Venerdi, 24/02/2023 - Torna in scena al Teatro Vittoria di Roma, per poche ma intense serate Paolo Rossi, con un nuovo spettacolo dal titolo “Pane o libertà. Per un futuro, immenso repertorio”, che risulta essere un canovaccio intorno al quale imbastire una scoppiettante, personalissima lettura dei tempi che cambiano.
L’artista di origini friulane ma milanese d’adozione porta con sé l’enorme bagaglio di chi ha lavorato con mostri sacri come Dario Fo, Enzo Jannacci, Giorgio Gaber, poi con autori come Gino & Michele e registi teatrali come Giampiero Solari, passando tra i palcoscenici del Teatro dell’Elfo, del Derby, del Goldoni di Venezia, persino della Scala di Milano.
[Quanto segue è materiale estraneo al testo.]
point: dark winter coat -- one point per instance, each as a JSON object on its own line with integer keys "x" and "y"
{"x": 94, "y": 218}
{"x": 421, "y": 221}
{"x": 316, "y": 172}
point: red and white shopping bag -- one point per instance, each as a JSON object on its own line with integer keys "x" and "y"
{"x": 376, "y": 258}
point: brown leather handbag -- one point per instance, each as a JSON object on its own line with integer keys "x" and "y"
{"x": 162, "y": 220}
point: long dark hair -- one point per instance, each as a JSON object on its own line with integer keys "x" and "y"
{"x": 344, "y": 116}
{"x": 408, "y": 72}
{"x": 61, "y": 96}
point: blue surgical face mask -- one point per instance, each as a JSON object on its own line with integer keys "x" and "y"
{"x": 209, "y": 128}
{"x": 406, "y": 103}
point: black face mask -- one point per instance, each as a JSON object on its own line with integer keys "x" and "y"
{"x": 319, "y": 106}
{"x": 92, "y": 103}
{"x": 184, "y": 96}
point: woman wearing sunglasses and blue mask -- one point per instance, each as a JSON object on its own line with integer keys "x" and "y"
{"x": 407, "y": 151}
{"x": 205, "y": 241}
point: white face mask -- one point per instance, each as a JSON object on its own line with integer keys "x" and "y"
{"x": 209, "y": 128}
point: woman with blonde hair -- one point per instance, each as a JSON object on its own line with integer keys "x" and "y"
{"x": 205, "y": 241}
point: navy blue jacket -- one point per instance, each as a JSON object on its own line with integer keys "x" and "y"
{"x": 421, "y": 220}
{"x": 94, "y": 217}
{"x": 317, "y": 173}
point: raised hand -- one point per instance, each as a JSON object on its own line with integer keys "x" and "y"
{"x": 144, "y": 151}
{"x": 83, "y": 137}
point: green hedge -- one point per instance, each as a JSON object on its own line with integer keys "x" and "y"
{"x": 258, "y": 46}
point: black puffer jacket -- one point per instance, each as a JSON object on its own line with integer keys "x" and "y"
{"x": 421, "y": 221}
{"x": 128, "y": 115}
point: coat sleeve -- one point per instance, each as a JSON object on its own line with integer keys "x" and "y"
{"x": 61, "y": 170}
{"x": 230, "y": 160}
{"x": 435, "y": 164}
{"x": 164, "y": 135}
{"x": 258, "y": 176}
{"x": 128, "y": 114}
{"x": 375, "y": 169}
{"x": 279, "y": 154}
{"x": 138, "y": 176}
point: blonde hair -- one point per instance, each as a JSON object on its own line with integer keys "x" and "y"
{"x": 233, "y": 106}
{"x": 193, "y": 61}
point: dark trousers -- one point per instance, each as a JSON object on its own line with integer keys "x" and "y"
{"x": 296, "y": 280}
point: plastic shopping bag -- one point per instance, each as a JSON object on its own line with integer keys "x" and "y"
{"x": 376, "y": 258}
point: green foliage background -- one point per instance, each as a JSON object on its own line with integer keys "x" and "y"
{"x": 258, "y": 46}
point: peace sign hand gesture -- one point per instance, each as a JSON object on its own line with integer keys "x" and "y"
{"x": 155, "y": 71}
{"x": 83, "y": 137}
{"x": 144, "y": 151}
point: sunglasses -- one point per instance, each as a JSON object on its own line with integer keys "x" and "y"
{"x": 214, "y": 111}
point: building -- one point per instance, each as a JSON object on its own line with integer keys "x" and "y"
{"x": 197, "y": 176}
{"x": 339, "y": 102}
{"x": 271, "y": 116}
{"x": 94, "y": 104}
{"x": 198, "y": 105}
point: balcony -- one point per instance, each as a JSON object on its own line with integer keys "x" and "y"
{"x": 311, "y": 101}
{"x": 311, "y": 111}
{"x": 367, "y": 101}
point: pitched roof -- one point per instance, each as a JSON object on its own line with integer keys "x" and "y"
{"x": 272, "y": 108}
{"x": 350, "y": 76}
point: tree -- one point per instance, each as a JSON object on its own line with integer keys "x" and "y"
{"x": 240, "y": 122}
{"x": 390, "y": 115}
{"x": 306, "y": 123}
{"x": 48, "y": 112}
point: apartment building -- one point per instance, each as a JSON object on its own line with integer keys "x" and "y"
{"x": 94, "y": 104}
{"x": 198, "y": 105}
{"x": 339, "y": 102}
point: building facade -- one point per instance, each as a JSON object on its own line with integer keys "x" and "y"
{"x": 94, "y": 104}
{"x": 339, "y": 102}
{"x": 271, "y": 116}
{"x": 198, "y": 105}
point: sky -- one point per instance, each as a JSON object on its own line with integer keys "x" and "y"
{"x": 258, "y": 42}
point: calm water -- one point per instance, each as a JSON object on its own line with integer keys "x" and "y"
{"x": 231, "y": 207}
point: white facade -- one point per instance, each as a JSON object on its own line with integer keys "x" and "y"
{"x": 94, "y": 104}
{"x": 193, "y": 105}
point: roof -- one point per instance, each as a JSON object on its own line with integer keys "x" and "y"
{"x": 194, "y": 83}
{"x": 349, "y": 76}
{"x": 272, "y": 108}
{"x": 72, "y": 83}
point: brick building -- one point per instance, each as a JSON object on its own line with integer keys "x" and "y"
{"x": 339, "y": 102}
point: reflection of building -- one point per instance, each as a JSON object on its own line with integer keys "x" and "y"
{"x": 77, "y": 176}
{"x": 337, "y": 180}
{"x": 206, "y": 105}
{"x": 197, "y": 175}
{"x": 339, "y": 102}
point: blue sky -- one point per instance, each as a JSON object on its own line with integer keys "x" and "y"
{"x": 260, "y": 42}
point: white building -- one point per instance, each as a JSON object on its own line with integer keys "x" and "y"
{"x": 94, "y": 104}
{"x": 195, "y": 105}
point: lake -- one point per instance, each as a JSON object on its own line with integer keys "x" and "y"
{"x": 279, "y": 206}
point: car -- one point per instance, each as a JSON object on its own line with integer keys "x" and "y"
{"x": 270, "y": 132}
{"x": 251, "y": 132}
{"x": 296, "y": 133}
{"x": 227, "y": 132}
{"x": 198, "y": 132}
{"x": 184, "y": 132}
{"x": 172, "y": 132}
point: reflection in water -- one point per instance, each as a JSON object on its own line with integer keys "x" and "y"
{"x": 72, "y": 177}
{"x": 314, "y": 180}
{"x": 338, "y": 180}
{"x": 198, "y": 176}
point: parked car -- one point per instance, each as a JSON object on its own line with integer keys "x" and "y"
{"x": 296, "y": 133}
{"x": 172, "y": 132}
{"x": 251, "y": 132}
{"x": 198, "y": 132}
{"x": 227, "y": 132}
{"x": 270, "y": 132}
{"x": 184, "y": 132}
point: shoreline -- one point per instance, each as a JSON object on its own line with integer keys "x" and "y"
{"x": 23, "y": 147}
Impreziosito dalla musica dal vivo di Emanuele Dell’Aquila (chitarre), Alex Orciari (contrabbasso), Stefano Bembi (fisarmonica), lo show parte un po’ come un diesel, come se il Kowalski dei tempi che furono volesse annusare l’aria del teatro e del suo pubblico, buttando là una manciata di battute e sketch di rodaggio: cita l’ultimo Festival di Sanremo prendendo a calci un mazzo di fiori (è stato Blanco!) e baciando il suo chitarrista con finto trasporto, alla Rosa Chemical vs. Fedez.
Poi accenna un improbabile flamenco, assecondato pazientemente dai bravi musicisti che lui ripaga prendendoli in giro per il nome del loro ensemble, “I Virtuosi del Carso”.
Ma è tutto un gioco naturalmente, un pretesto per innescare riflessioni ben più profonde, a partire dalla domanda sul senso del proprio ruolo: come fare teatro in un mondo dove il comico è sempre più spesso superato da personaggi reali?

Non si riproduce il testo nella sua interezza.